Justice Idrus, who was formerly Malaysia’s second-highest-ranking prosecutor as solicitor-general, emphasised that the travel ban imposed on Pua had merely been temporary in order to facilitate criminal investigations against Pua at the time.

“Given the fact that Pua was being investigated under Section 124B of the Penal Code, this established fact would constitute a valid and legitimate reason to deny the appellant such privilege.

“The decision (by the Immigration Department) can scarcely be said or intended to be a permanent bar so that the appellant will be deprived of the privilege (to travel).

“It is merely a decision to facilitate the police investigations. The fact that his passport has not been withdrawn clearly supports our finding that the ban is not perpetual.

“Even if such privilege is a guaranteed right under the constitution as submitted by Pua’s lawyers, we would hold with very little hesitation that no rights as enshrined in our constitution are absolute, for such rights are accorded subject to some permissible restrictions or restraints decreed by it,” he said.

Pua was barred from travelling to Yogyakarta, Indonesia, on July 22, 2015, after inspector-general of police Khalid Abu Bakar informed the Immigration Department’s director-general, via a letter dated July 15, 2015, that the DAP politician was being investigated under Section 124B of the Penal Code on an alleged activity detrimental to parliamentary democracy. He was investigated as a witness and not a suspect.

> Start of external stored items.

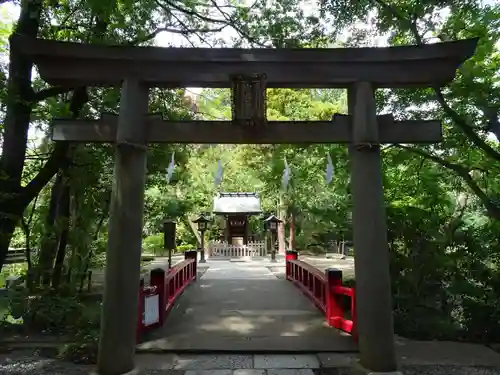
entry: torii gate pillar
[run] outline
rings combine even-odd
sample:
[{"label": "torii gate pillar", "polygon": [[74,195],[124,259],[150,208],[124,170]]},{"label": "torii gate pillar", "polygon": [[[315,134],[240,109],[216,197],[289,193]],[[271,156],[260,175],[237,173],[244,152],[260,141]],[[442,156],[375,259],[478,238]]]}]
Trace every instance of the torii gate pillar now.
[{"label": "torii gate pillar", "polygon": [[148,88],[138,80],[125,79],[116,134],[98,374],[125,374],[135,366],[147,110]]},{"label": "torii gate pillar", "polygon": [[397,362],[382,158],[370,83],[348,89],[348,110],[353,124],[349,157],[360,364],[375,373],[388,373],[397,370]]}]

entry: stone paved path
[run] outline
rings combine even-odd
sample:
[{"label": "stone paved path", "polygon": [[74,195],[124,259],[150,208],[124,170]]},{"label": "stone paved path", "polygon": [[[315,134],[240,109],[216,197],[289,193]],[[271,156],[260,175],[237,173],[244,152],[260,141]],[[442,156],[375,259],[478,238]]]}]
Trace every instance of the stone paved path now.
[{"label": "stone paved path", "polygon": [[324,316],[295,286],[270,271],[271,265],[206,263],[208,269],[185,291],[164,327],[153,331],[138,349],[357,351],[352,338],[328,327]]}]

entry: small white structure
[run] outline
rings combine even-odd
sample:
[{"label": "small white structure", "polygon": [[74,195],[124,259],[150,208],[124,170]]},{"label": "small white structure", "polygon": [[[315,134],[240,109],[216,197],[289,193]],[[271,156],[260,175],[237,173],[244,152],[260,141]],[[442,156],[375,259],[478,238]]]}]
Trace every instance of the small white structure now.
[{"label": "small white structure", "polygon": [[262,258],[266,255],[265,241],[251,241],[246,245],[232,245],[225,241],[212,241],[208,245],[208,256],[212,259]]},{"label": "small white structure", "polygon": [[219,238],[231,245],[249,245],[255,241],[249,218],[262,214],[257,193],[218,193],[214,197],[212,213],[219,219]]},{"label": "small white structure", "polygon": [[255,192],[219,192],[212,213],[218,216],[218,241],[208,245],[212,259],[251,259],[267,256],[266,241],[258,241],[249,219],[262,214],[259,194]]}]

As a result of this, Pua filed an application for judicial review in August 2015, to quash the Immigration Department’s decision to issue the order to ban him from travelling abroad.

The Kuala Lumpur High Court had dismissed the application, ruling that the right to travel abroad was not a constitutional right for all.

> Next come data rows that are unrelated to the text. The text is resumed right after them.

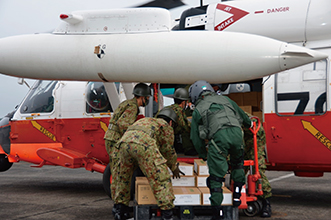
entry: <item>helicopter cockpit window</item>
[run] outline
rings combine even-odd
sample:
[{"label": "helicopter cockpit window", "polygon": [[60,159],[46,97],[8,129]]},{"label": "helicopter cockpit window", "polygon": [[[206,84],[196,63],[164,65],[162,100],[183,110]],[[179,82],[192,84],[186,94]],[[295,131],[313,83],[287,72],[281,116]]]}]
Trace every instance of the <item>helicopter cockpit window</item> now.
[{"label": "helicopter cockpit window", "polygon": [[57,81],[37,81],[20,109],[24,113],[47,113],[54,109],[53,89]]},{"label": "helicopter cockpit window", "polygon": [[89,82],[85,92],[86,112],[112,112],[106,89],[102,82]]}]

However, the Immigration Department lifted the travel ban on Pua in October 2016.

His lawyers had previously argued that Pua’s right to personal liberty under Article 5 of the constitution was affected as a result of the travel ban.

Limited freedom of movement

Justice Idrus recognised that under Article 9 of the constitution, there is a provision for freedom of movement which guarantees citizens the right to enter Malaysia, subject to the special immigration laws applied in Sabah and Sarawak.

He noted that Article 9 gives citizens the right to move or reside freely within the country subject to the limitations set out therein.

Nevertheless, he said, “It is silent as to the citizens’ right to leave the country, travel overseas and have a passport for that purpose, and accordingly in our judgment, the citizen has no constitutional right to leave the country and travel overseas”.

Arguing further on personal liberty and other rights enshrined under the subject of fundamental liberties in the constitution, the judge said fundamental liberties should not be viewed as including certain other rights such as the right to a passport, or the right to travel.

“Such rights are akin to privileges than rights of life or personal liberty matters, which fall more appropriately under Article 9 (freedom of movement),” he said.

Justice Idrus further ruled on the constitutionality of Section 59 of the Immigration Act, which excludes the right of the public to be heard before the director-general of the Immigration Department and the home affairs minister.

He stated that Section 59 of the Immigration Act was in line with Article 8(1) of the constitution, which declares the equality of all persons before the law and their entitlement to legal protection.

“We have no doubt at all that Section 59 is consistent with Article 8(1). Our decision is equally applicable to Article 8(1) as there is no reason for us to conclude that Section 59 offends the said article. Equality before the law and equal protection of the law under Article 8(1) require that like should be compared with like.

“What Article 8(1) assures individuals such as Pua is the right to equal treatment with other individuals in similar circumstances. It prohibits laws which require some individuals within a single class be treated differently. There is no such allegation or evidence that he is being treated differently,” he said.